I shudder when politicians or other partisans seek to elevate competitors they deem their weakest opposition. It's a dangerous tactic, which risks putting governance in the hands of someone unqualified or ill-suited for power.

A successful example of this tactic was how Democrat Sen. Claire McCaskill helped lift Republican gaffe-machine Todd Aiken in the 2012 Missouri U.S. Senate race. Aiken won the Republican primary in part thanks to a strategic advertising campaign by McCaskill that boosted him over more formidable threats while setting him up for defeat in the general election. Aiken's loony ideas on rape and abortion then provided the coup de grace to his candidacy.

The tactic often backfires though. Perhaps inspired by McCaskill's race, Democrats and much of the anti-Republican media propelled Donald Trump towards the Republican nomination in 2016, believing him the easiest mark. Hillary Clinton was physically dancing at times she was so giddy her opponent was Trump. No way she could lose to him. And yet, she did.

The tactic isn't exclusive to Democrats. Most recently, President Trump mused at one of his rallies about whether Republicans should vote in the New Hampshire open Democratic primary for "the weakest candidate." Much of the media was shocked, shocked, that a politician would suggest anything of the kind. And then, Trump actually -- honestly in his own way -- turned the point on its head, commenting that he had no idea who the weakest candidate was. In his mind, they were all weak. Republicans in the primary voted for him at record levels for an incumbent president.

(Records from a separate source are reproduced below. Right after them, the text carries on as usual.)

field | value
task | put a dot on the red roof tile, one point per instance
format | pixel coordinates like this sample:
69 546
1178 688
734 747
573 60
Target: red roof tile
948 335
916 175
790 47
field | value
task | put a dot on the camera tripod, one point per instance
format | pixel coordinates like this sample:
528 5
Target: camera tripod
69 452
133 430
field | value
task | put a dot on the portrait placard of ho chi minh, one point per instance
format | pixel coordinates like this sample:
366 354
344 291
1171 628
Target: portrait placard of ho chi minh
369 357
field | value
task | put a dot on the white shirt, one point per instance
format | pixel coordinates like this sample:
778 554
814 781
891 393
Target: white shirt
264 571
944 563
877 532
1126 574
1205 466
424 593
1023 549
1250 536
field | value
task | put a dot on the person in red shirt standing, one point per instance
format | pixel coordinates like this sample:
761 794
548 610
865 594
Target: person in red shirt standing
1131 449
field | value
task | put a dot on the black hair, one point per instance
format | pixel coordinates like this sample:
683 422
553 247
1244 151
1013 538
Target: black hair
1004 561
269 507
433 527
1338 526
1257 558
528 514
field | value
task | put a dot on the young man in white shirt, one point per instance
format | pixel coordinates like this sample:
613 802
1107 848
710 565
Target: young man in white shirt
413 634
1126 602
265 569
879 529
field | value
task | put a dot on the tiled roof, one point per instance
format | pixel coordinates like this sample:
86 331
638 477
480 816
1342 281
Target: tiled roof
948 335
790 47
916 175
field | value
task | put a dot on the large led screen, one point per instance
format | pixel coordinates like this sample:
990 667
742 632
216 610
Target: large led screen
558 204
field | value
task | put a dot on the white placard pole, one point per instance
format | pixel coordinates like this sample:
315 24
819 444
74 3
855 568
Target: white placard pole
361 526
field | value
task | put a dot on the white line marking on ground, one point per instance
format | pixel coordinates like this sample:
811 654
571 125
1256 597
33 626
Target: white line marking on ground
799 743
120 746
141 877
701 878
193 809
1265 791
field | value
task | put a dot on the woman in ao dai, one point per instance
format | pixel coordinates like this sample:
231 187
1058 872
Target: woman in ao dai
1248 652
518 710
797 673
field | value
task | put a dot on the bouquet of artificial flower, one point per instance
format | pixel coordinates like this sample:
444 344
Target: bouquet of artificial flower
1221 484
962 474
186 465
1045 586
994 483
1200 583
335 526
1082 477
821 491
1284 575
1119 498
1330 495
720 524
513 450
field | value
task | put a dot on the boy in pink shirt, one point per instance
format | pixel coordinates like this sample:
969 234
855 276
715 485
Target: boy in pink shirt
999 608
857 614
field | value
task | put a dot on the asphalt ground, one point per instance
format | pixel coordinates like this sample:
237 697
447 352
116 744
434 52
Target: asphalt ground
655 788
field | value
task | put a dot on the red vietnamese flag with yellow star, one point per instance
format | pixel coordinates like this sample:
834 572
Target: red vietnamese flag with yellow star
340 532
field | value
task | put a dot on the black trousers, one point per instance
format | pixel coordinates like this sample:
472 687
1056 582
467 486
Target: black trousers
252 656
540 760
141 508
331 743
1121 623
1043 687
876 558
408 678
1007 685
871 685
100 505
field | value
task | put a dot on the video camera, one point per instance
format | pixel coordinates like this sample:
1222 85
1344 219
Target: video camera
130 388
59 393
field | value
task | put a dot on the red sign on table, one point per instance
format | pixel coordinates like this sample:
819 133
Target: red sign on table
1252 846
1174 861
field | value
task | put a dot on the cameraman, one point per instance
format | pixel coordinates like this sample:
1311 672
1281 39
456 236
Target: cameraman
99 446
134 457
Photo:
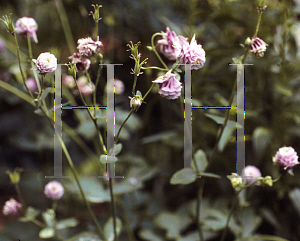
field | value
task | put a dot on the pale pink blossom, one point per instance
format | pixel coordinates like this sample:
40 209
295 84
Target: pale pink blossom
250 174
286 158
171 44
11 206
69 81
81 62
169 86
45 63
54 190
117 87
27 25
88 47
192 53
85 87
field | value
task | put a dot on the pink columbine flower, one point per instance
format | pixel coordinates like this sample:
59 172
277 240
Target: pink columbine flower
171 44
286 158
117 87
45 63
193 54
2 46
250 174
169 86
31 84
69 81
81 62
88 47
11 206
27 25
257 47
85 87
54 190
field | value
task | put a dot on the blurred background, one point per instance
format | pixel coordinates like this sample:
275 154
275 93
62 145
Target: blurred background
153 137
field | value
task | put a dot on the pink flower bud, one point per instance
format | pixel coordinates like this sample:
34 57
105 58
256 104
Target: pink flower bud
81 62
54 190
286 158
11 206
45 63
193 54
257 47
171 44
27 25
31 84
250 174
88 47
169 87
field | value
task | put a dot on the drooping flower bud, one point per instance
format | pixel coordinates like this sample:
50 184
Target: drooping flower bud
286 158
250 174
169 86
257 47
45 63
54 190
27 25
11 207
136 102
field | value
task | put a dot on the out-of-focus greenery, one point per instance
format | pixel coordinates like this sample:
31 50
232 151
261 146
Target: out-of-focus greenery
147 203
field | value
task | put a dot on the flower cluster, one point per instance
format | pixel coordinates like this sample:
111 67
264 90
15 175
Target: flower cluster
45 63
85 87
286 158
87 48
257 46
178 48
169 86
54 190
27 25
11 207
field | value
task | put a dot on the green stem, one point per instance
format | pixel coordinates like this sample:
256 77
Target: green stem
20 67
235 199
198 207
65 25
112 204
154 50
134 84
32 64
20 196
80 188
117 138
148 91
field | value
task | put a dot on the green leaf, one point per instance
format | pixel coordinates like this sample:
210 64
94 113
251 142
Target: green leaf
85 236
109 230
115 150
201 161
67 223
47 233
171 222
227 133
107 159
183 176
93 189
208 174
261 138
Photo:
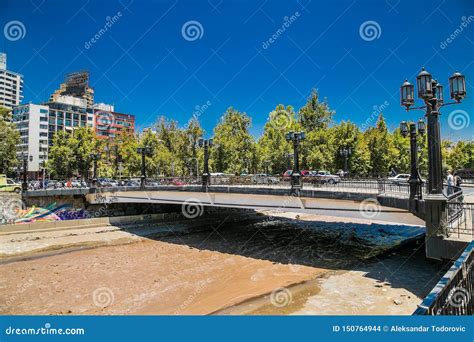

If Trump had perceived a particular candidate to be the weakest, do I think he would have sent a specific message? Yes. I don't think it's below him. And yet he didn't. Credit to Trump, even if the reason may have been less about integrity than the simple lack of clarity about which opponent to choose. Still, the tactic was clearly on his mind.

I bring this all up because Sen. Bernie Sanders as standard-bearer would likely be a disaster for the Democrats. His views on the Soviet Union, Cuba, Venezuela and other authoritarian socialist states are not only wacky, scary and wrong, they're sure to repulse many of the suburban voters who were key to turning the House blue in 2018. Add that to his impossible spending plans -- seemingly giving everything free to everybody -- and he is a direct threat to all that has made America a land of opportunity.

So far Sanders has avoided the kind of media scrutiny that is usually leveled against Republicans. Expect that to change -- at least until it becomes a foregone conclusion that he'll be the Democrat candidate for president. Then expect Trump's campaign to level him.

Before the new Hampshire primary a few weeks ago, I hoped Sen. Amy Klobuchar would gain traction to become the Democrat nominee -- surviving the distraction that is Michael Bloomberg and Tom Steyer, two baggage-weighted billionaires without the financial limitations of more conventional candidates. Seriously, who truly believes Bloomberg is going to connect with farmers and blue collar workers in decisive swing states? Steyer, for all he's spent, is fading fast, even in South Carolina where his tactics border on the corrupt.

Klobuchar has little resources, though, and her dismal finish in Nevada didn't help her. The odds of her becoming a stable alternative to the "stable genius" in the White House are tiny. According to Vegas odds makers, Sanders is now the overwhelming favorite.

Four years ago I hoped Republicans would somehow find a way to short-circuit the blustery, iconoclastic, demagogic Trump. But the other candidates spent too much time and attention attacking each other, leaving him a clear lane to the nomination. The same is now happening to the Democrats with blustery, iconoclastic, demagogic -- and socialist -- Sanders as the beneficiary.

It's all about Game Theory now. Bloomberg is trying to scare the others not named Sanders into dropping out, brandishing his unlimited resources as the ultimate threat. They can't win if he doesn't drop out, and he's made it clear -- by spending half a billion dollars of his own money -- he's not dropping out. Where he's different from the other non-Sanders is that they can say they're not dropping out either, which dooms his chances. But they don't have the same resources behind their threat. At some point, especially as Sanders gains even more momentum, their funds dry up.

Who's going to win this game of chicken? All national contests are in part a contest of egos -- with anyone with even a glimmer of hope unlikely to exit. Expect them all to lose, leaving Sanders at the top of the ticket. It's a prospect that strikes fear in the hearts of many Democrats.

My biggest concern is not about electability. More and more, with Trump's rallies over the past year attacking socialism, it appears his campaign had a pretty good theory who would likely rise (if Joe Biden stumbled). But I actually think Sanders could win (while swamping Democrats in purple districts). Against all odds, Trump did, and anti-establishment populists are popular in America. My bigger concern is that if Sanders were to win, it would be a disaster for the country and a devastation of our economy.

The insult comic vs. the angry socialist. The Russians must be laughing at the delicious absurdity. But at least the insult comic has economic policies that work.

Jon K. Rust is publisher of the Southeast Missourian.